すると琉が恋の手に自分の手を重ねてそのまま口に持って行き、りんごを齧った後に恋の指をペロッと舐めた。
「なっ…!」
「んまい。」
恋は耳まで真っ赤にして、花火どころではなくなってしまった。
ドクドクと心臓がうるさくなり続けている。
(…はぁぁ…好きすぎて困る…)
真っ赤な顔が見えないように俯いて、りんごをシャクシャクと食べる。
すると突然肩を抱き寄せられた。
「ちょ…」
やめてください。
そう言おうとして、やめた。
琉があまりに優しい顔で笑っていて、恋を見ていたからだ。
少し冷静になって見てみれば、明希は翔也の肩に寄りかかり、千秋も紘と手を重ねている。
少しくらい、琉に甘えてもいいかもしれない。
そう思って、残りのりんご飴を口に含み、そのまま琉に体を預けた。
舌に甘い味が広がり、心もほわっと温かくなった。
そのまま空を見上げ、花火を眺めるのは、なんだかとても幸せだった。
「恋、こっち向いて。

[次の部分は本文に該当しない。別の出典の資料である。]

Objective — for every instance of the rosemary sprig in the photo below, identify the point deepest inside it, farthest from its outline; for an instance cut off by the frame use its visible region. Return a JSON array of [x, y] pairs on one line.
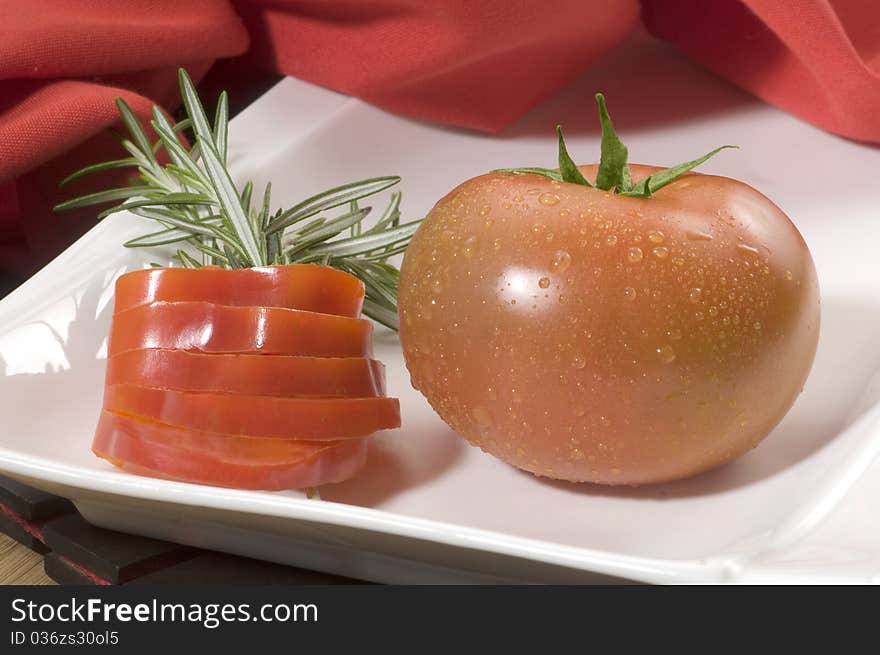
[[197, 204]]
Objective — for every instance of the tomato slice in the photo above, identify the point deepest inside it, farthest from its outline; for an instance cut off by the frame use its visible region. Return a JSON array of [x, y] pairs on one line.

」
花火も最後の盛り上がりになった時、琉が突然恋にそう声をかけてきた。
素直に顔を上げると、琉の目に映る自分と目が合った。
「恋、大好き。」
琉はそう言うと、恋の唇に自分の唇を重ねた。
触れるだけの、柔らかいキス。
花火のドォォン…という音が聞こえていて、おそらくメインの花火が今上がっているのだろう。

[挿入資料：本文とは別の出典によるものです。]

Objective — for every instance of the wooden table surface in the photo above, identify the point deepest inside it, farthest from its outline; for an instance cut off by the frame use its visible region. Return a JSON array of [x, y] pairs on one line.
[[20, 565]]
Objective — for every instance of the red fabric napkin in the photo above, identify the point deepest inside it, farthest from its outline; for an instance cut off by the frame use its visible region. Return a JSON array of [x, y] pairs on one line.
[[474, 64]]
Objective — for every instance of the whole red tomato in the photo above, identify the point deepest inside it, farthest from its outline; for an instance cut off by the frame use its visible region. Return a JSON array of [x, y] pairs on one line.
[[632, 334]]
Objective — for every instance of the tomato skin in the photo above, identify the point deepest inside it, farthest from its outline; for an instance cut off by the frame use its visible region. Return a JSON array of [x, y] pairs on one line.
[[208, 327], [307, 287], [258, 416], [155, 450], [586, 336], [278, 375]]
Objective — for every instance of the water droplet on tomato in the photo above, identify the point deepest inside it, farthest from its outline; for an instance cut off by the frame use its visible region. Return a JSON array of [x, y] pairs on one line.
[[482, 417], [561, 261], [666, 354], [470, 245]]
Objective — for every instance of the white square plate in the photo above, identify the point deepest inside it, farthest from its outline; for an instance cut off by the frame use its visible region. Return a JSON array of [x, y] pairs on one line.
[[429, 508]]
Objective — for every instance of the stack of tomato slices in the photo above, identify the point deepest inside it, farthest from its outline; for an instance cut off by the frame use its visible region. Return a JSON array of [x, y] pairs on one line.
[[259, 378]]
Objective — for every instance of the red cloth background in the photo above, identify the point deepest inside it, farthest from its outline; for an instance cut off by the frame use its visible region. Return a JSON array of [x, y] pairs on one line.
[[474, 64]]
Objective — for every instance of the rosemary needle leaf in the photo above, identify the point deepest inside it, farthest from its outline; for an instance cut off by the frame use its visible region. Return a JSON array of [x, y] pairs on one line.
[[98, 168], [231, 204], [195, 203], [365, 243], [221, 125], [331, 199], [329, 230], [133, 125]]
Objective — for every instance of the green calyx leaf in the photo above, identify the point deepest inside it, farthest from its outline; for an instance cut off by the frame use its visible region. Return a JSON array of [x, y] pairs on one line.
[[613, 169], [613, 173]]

なんてベタな展開。と、恋は思いつつ、甘い甘いキスを受け入れる。
「…続きは帰ってからな。」
琉はそう言って、悪戯っぽく笑う。
「またそういうこと言う…」
「だって恋のこと好きだもん。仕方ないだろ?」
そう言って笑った琉の笑顔は、今度は優しげで、すごく綺麗だった。
「………き。」
「ん?」
そっと呟いた言葉は、花火の音にかき消されて、琉の耳には届かない。
耳を寄せてきた琉に、恋はもう一度、同じ言葉を言う。
「俺も…大好き。」
琉はそれを聞くと、少し驚いた顔をした後に、ふわっと笑った。
なんとなく恥ずかしくなって、花火を見上げる。
夏の夜空に美しく咲いた花は、夏の終わりとともに儚く散っていく。
でも、琉とはこれからも、ずっと、一緒にいたい。
恋は密かに、そう願うのだった。